I am a cad. A knave, a scoundrel, a scallywag.
Why do I say this?
Because I didn’t think things through, and posted what I thought was a satirical exposé of brutish behavior, I’ve deeply hurt my own wife.
(It was, as I can now see, well-nigh the nadir of insensitivity).
Which, at the time, was the furthest thing from my mind.
But the truth about me is that, at one time or another, over the course of twenty-one years, I have likely said most (if not all) of those things in that list to her. Yes, like just about every other married couple, we’ve gotten upset with one another, and said things. I’ve said things. Hurtful things.
So I can understand why, though it’s not at all what I had in mind in this instance, she would be so deeply shocked and offended.
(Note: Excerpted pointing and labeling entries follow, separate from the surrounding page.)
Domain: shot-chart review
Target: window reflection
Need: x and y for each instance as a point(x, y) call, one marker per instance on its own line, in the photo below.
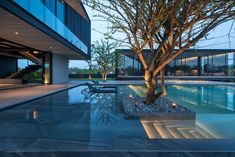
point(129, 67)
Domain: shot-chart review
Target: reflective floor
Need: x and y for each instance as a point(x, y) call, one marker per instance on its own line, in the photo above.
point(214, 107)
point(79, 121)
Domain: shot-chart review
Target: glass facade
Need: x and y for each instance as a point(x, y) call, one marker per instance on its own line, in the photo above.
point(53, 16)
point(210, 65)
point(129, 67)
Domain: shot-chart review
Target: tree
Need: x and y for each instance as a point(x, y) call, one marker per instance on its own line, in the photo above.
point(166, 27)
point(105, 56)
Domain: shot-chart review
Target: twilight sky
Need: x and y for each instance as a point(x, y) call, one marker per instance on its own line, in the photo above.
point(219, 38)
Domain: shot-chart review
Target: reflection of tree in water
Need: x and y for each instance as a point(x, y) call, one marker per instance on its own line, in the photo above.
point(103, 105)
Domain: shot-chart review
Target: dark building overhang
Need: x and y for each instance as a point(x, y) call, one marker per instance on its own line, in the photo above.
point(187, 54)
point(33, 33)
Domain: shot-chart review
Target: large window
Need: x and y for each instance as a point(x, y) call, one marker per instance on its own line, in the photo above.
point(50, 4)
point(219, 66)
point(230, 64)
point(206, 66)
point(60, 10)
point(129, 67)
point(178, 70)
point(170, 68)
point(191, 66)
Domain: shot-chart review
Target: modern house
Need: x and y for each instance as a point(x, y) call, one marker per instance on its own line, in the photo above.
point(39, 37)
point(202, 64)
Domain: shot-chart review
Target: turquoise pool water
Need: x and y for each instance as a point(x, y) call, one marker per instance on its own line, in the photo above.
point(214, 106)
point(78, 120)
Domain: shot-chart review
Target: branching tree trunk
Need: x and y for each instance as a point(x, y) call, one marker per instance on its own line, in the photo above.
point(169, 26)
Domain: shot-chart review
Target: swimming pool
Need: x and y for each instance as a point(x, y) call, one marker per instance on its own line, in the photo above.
point(214, 107)
point(77, 120)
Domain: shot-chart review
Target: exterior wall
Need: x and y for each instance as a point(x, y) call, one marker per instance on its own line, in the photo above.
point(210, 63)
point(8, 65)
point(60, 70)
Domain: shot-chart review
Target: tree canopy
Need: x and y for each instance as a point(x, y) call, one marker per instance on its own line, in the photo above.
point(166, 27)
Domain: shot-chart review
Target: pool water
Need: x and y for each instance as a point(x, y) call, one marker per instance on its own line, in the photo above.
point(214, 107)
point(76, 119)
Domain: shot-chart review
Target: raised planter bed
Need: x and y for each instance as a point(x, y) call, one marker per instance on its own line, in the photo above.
point(163, 108)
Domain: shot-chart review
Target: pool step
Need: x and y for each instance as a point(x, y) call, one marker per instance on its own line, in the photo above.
point(173, 130)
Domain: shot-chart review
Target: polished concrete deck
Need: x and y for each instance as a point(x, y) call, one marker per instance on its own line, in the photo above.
point(11, 97)
point(15, 96)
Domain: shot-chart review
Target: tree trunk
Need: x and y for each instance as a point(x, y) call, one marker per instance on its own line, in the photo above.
point(102, 75)
point(151, 84)
point(163, 87)
point(105, 76)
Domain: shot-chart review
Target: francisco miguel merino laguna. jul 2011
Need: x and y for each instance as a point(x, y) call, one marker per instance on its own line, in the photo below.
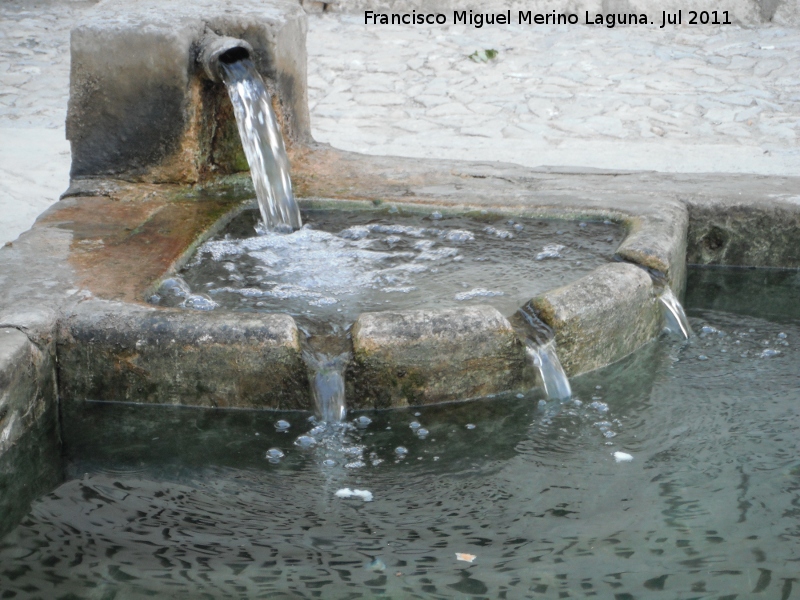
point(609, 20)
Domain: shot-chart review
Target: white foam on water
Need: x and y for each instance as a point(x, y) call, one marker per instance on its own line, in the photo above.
point(477, 293)
point(364, 495)
point(550, 251)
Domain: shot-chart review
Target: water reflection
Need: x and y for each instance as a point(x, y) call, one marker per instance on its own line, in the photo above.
point(186, 503)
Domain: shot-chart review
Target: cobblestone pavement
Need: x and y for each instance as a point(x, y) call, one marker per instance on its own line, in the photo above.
point(682, 99)
point(34, 87)
point(720, 99)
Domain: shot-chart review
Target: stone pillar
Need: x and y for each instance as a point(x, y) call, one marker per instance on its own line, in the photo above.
point(140, 107)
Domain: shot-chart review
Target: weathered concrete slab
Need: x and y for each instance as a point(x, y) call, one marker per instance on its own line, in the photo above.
point(425, 356)
point(125, 353)
point(29, 438)
point(745, 233)
point(139, 108)
point(602, 317)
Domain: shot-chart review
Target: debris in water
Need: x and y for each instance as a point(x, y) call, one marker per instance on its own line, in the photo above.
point(550, 251)
point(486, 55)
point(305, 441)
point(274, 455)
point(622, 457)
point(465, 557)
point(377, 565)
point(365, 495)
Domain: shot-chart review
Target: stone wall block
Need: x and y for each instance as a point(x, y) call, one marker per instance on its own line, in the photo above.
point(29, 436)
point(602, 317)
point(140, 108)
point(126, 353)
point(744, 234)
point(658, 241)
point(423, 356)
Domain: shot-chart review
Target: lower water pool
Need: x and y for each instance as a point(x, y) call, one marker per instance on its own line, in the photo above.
point(674, 473)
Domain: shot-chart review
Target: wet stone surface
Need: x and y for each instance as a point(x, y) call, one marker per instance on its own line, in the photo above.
point(674, 471)
point(343, 263)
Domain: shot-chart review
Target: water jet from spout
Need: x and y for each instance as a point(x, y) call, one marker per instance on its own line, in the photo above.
point(327, 384)
point(229, 60)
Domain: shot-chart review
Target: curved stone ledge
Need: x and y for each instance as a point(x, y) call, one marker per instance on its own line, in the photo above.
point(127, 353)
point(424, 356)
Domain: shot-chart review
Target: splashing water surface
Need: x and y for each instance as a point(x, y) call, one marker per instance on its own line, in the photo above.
point(263, 145)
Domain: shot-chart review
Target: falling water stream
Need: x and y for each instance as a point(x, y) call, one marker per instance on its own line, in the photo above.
point(674, 315)
point(263, 145)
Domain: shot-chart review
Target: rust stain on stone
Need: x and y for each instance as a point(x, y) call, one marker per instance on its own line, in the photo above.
point(122, 245)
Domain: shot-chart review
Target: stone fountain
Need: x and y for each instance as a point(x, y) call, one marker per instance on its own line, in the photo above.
point(158, 168)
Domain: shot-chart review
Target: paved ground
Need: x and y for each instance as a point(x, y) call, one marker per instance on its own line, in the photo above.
point(684, 99)
point(704, 99)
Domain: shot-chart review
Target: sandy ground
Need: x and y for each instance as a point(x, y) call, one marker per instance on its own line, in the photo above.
point(705, 99)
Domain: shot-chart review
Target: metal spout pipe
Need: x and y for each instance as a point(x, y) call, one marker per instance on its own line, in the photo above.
point(216, 49)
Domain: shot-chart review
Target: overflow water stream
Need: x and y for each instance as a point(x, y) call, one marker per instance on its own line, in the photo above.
point(263, 145)
point(673, 472)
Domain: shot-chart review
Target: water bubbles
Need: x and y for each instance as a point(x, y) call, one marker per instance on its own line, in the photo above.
point(500, 233)
point(364, 495)
point(318, 431)
point(358, 232)
point(377, 566)
point(459, 235)
point(363, 422)
point(274, 455)
point(198, 302)
point(305, 441)
point(476, 293)
point(550, 251)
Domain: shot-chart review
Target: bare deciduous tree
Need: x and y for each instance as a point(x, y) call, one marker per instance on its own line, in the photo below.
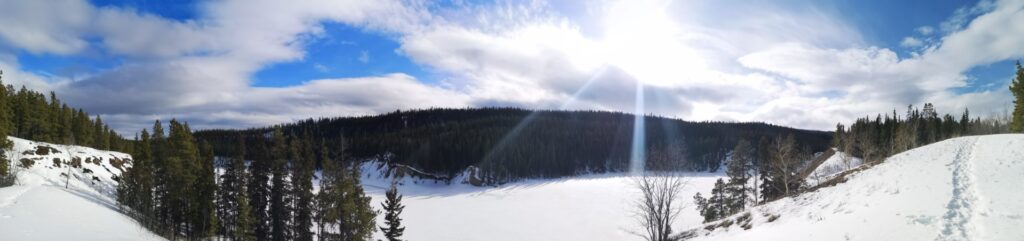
point(658, 205)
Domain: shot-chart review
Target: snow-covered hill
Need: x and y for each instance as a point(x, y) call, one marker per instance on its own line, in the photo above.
point(40, 207)
point(589, 207)
point(961, 189)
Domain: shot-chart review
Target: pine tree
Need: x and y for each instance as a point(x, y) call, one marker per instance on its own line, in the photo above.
point(259, 192)
point(281, 190)
point(182, 169)
point(392, 211)
point(101, 142)
point(6, 123)
point(135, 188)
point(1017, 88)
point(738, 172)
point(302, 160)
point(716, 206)
point(206, 185)
point(345, 212)
point(231, 189)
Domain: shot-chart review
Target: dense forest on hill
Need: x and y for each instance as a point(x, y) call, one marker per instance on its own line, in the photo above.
point(31, 115)
point(508, 144)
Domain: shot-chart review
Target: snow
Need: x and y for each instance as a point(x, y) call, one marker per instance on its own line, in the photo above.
point(588, 207)
point(837, 163)
point(961, 189)
point(39, 207)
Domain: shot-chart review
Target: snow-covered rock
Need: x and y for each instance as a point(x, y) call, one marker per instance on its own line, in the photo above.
point(836, 163)
point(40, 207)
point(960, 189)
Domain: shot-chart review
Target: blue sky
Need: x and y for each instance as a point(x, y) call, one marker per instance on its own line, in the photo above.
point(240, 64)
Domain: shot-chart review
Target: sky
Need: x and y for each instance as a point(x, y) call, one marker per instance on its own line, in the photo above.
point(236, 64)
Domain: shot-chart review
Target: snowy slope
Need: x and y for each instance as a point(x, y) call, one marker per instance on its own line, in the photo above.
point(590, 207)
point(837, 163)
point(39, 207)
point(961, 189)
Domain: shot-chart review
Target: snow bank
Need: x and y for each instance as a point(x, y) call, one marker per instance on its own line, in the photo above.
point(837, 163)
point(39, 207)
point(588, 207)
point(961, 189)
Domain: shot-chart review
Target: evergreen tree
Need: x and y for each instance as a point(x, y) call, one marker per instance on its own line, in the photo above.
point(738, 172)
point(6, 123)
point(99, 134)
point(259, 191)
point(1017, 88)
point(231, 194)
point(281, 190)
point(135, 188)
point(392, 211)
point(302, 160)
point(206, 194)
point(716, 206)
point(780, 176)
point(345, 210)
point(181, 164)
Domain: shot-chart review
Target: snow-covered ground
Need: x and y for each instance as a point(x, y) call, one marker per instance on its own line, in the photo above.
point(590, 207)
point(837, 163)
point(39, 207)
point(961, 189)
It hurts me that something I wrote hurt her so deeply. What hurts worse is that, although she was recovering from surgery, I fought with her about it–insisting that it was satire. Instead of giving up my rights in a Christlike fashion, I fought for them. To my shame, I was proud of the creativity I thought I displayed.
The Scriptures say that pride comes before a fall, and in an ironic twist of the tale, I became the brutish oaf I thought I was lampooning.
And for that I am deeply, truly sorry.
I hurt her so deeply. I hope she can forgive me. Please pray that she does.
Why in this vale of tears do we so often hurt the ones we love?